Last month, the Pianist and I went to Portugal. Her job was to give a recital at the American Ambassador’s residence. My job was to keep track of our passports.
We arrived on a Monday and left on Friday, but thanks to a local guide we crammed a lot of sightseeing into our short stay. After lunch on Thursday, the Pianist went off to prepare for the recital, and I decided to wander around on my own. I left our B & B, walked up the hill and down the other side, where I found myself in front of the Basilica Estrela. I took a look inside and then decided to return to Camões Square, where we had been the day before.
I hopped in a cab and told the driver where I was going. The driver nodded and asked me if I liked Edvard Grieg, the Norwegian composer. I said I thought I did, and he pointed to the car’s CD player and informed me that we were listening to Grieg’s Piano Concerto. I knew right away that this wasn’t your usual cab driver, and I told him my wife was giving a piano recital that evening.
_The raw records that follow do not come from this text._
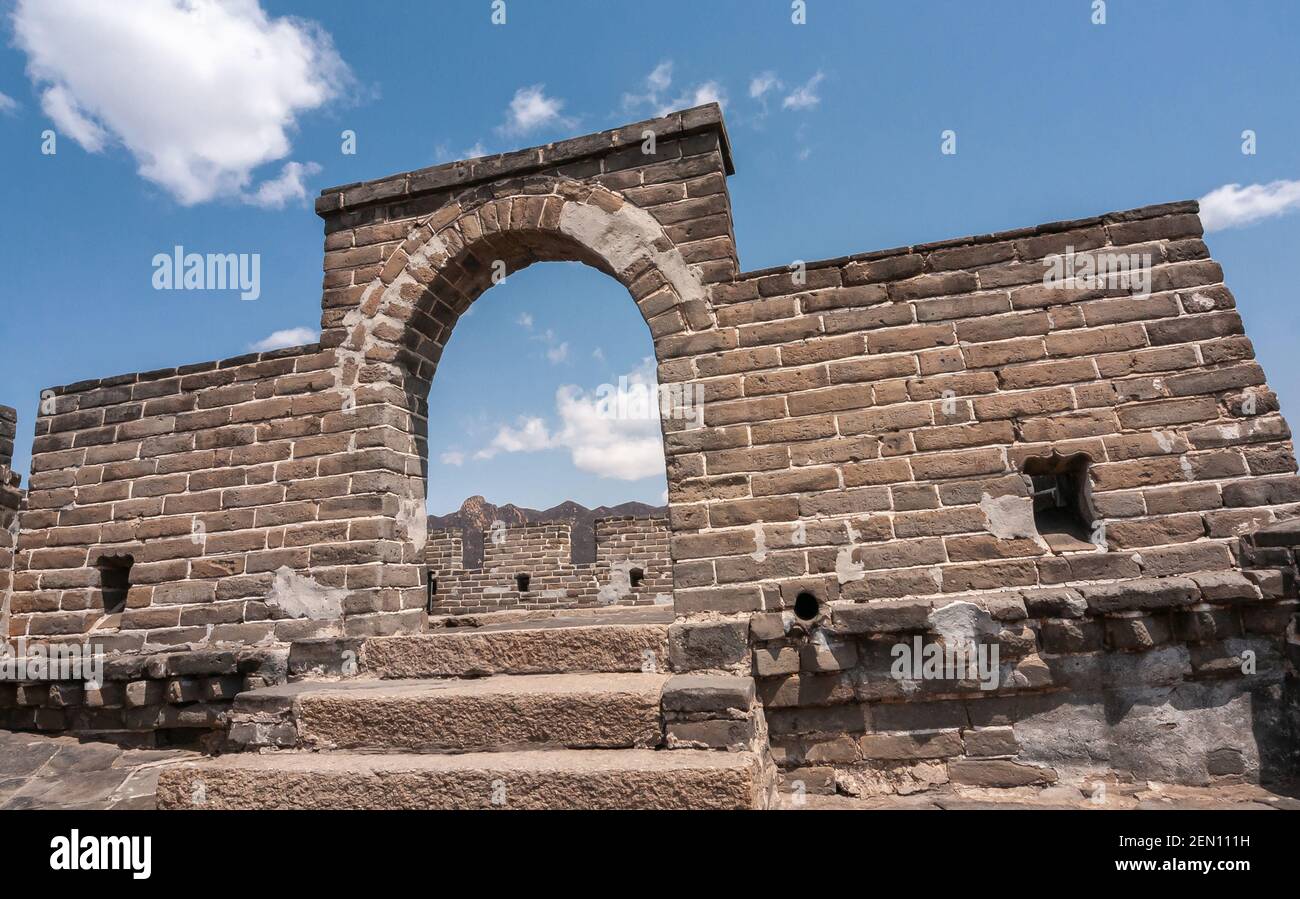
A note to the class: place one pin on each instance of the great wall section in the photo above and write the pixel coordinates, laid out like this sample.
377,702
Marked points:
926,447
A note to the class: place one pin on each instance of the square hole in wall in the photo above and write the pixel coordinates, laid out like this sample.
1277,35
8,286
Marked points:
115,581
1062,500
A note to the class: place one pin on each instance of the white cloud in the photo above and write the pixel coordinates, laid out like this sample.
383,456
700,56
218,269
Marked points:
657,85
161,78
805,95
532,435
761,85
558,354
661,78
61,105
1233,205
557,350
598,441
290,337
707,92
286,189
531,109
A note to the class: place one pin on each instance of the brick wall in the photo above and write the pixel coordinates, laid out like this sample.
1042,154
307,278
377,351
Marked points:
11,500
867,426
542,551
212,478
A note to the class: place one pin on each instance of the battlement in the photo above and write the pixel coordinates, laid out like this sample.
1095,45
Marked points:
532,567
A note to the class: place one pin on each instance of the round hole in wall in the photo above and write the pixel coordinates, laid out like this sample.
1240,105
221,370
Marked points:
806,607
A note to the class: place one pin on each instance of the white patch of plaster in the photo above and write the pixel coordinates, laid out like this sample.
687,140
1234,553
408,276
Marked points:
619,585
845,568
625,237
299,596
961,624
414,522
1009,517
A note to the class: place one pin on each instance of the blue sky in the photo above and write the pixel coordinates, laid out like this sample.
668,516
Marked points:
186,143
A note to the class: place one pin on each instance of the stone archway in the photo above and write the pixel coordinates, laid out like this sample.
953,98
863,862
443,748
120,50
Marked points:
389,344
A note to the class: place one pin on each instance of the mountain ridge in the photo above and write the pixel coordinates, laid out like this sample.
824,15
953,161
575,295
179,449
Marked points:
477,515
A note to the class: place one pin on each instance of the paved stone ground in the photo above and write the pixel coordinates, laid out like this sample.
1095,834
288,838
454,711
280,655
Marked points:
1239,797
61,772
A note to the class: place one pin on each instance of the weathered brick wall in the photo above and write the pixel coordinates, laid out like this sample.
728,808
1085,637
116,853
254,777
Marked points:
8,431
524,547
443,550
867,422
544,552
828,405
11,500
212,478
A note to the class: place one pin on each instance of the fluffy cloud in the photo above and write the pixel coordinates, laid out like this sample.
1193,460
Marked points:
160,77
531,109
657,99
1233,205
290,337
287,187
759,86
805,95
597,438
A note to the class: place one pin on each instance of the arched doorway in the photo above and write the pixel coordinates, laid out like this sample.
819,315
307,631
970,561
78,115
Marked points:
389,346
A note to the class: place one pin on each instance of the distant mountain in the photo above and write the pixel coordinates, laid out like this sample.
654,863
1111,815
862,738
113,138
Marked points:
476,516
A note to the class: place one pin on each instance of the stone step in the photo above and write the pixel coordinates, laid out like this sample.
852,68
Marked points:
519,648
536,780
450,715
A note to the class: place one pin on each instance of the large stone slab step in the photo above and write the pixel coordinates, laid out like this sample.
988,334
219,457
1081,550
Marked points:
534,780
449,715
518,650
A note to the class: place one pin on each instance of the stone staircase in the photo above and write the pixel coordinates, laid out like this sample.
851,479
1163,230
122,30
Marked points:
562,712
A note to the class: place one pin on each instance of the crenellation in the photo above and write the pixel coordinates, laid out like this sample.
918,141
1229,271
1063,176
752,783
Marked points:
632,568
1096,474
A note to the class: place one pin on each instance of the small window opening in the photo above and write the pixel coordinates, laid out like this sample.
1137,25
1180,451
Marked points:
115,581
806,607
1062,500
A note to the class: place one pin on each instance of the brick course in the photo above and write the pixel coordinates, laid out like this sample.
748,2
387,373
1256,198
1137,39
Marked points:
865,428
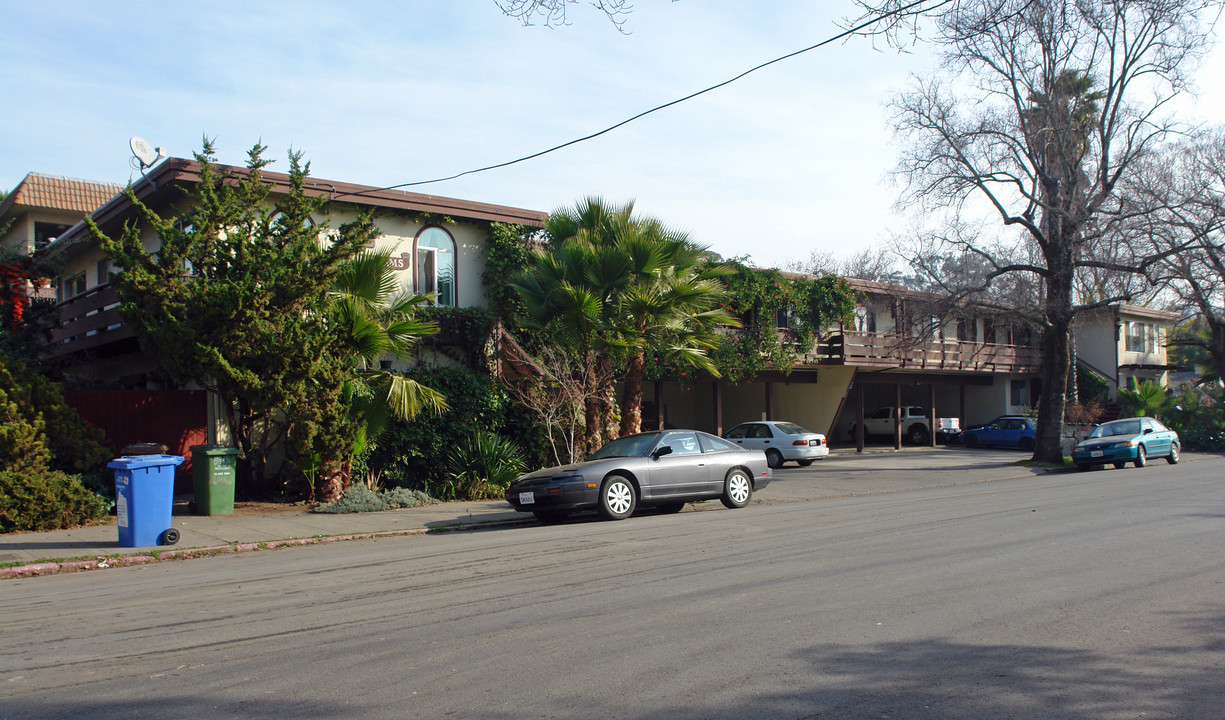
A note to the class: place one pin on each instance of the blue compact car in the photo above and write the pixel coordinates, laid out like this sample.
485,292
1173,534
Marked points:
1006,431
1133,440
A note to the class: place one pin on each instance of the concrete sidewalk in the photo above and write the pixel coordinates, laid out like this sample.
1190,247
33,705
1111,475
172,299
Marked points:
97,546
844,473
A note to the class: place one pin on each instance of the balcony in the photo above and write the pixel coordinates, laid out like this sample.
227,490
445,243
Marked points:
891,350
88,321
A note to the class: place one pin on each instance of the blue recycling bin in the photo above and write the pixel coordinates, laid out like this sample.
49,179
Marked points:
145,498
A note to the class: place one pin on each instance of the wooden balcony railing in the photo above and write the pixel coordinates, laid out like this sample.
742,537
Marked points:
889,350
88,321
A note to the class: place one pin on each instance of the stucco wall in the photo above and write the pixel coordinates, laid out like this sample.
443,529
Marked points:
397,238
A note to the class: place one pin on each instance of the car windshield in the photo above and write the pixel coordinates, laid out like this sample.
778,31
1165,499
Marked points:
791,429
1119,427
631,446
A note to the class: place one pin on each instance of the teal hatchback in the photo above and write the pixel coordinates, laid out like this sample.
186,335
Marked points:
1133,440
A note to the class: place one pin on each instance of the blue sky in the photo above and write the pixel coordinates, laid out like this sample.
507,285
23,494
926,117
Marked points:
789,159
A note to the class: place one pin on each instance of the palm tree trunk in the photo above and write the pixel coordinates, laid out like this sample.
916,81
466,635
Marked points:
631,397
592,407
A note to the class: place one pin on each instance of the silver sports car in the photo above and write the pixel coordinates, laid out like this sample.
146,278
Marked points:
664,469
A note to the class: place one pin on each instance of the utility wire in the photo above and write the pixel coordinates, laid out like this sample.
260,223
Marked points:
840,36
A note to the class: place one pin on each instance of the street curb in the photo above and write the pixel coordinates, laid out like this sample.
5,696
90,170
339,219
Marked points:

The music changed, and the driver said, “That’s Massenet. Do you like him?” I told him the name sounded familiar, but he didn’t seem convinced.
As we neared the Houses of Parliament, the driver pointed to his left and told me that António Salazar, the dictator of Portugal for over thirty years, had lived there. I asked what he thought of Salazar, and he said, “The same as I think about Hitler and Mussolini.”
As we approached the square, he asked if I knew who Camões was. Thanks to the guide from the day before, I knew the answer. “A poet,” I said.
The driver nodded. “I always ask that question, and you’re only the second or third American who has known.” Fortunately, he didn’t ask me whether I liked Camões’s poetry or in what century he lived.
That evening I told the Pianist about my music-loving driver and that I wished she had been with me. “Grieg only wrote one piano concerto,” she informed me. “It’s in A minor.”
Friday morning I made sure the passports were where I had left them, we packed up, and the lady at the B & B called a taxi to take us to the airport. “I gave them your name,” she said.
We walked outside, and a cab pulled up right away. The driver loaded our bags, we got into the car, and just then another cab came along going the other way. The driver motioned to our driver, they rolled down their windows, and the second driver said, “Mr. Steinfield?”
We were in the wrong cab.
So, we removed our luggage and told the first driver, who wasn’t happy about this lost fare, that we were sorry. We managed to hold up several cars while we put our luggage and ourselves into the right cab.
I told the driver where we were going. He looked in his rear view mirror and asked, “How was the concert?” It took me a minute to realize that, it was my music-loving driver from the day before. I introduced him to the Pianist.
She told him she had heard about his love of music. For the next half hour they talked about classical music, while I listened to replays of Grieg and Massenet.
As we passed where Salazar had lived, I interrupted and mentioned what he had said the day before about Hitler and Mussolini. He then added Francisco Franco’s name to the list, thereby converting the trio of dictators into a quartet.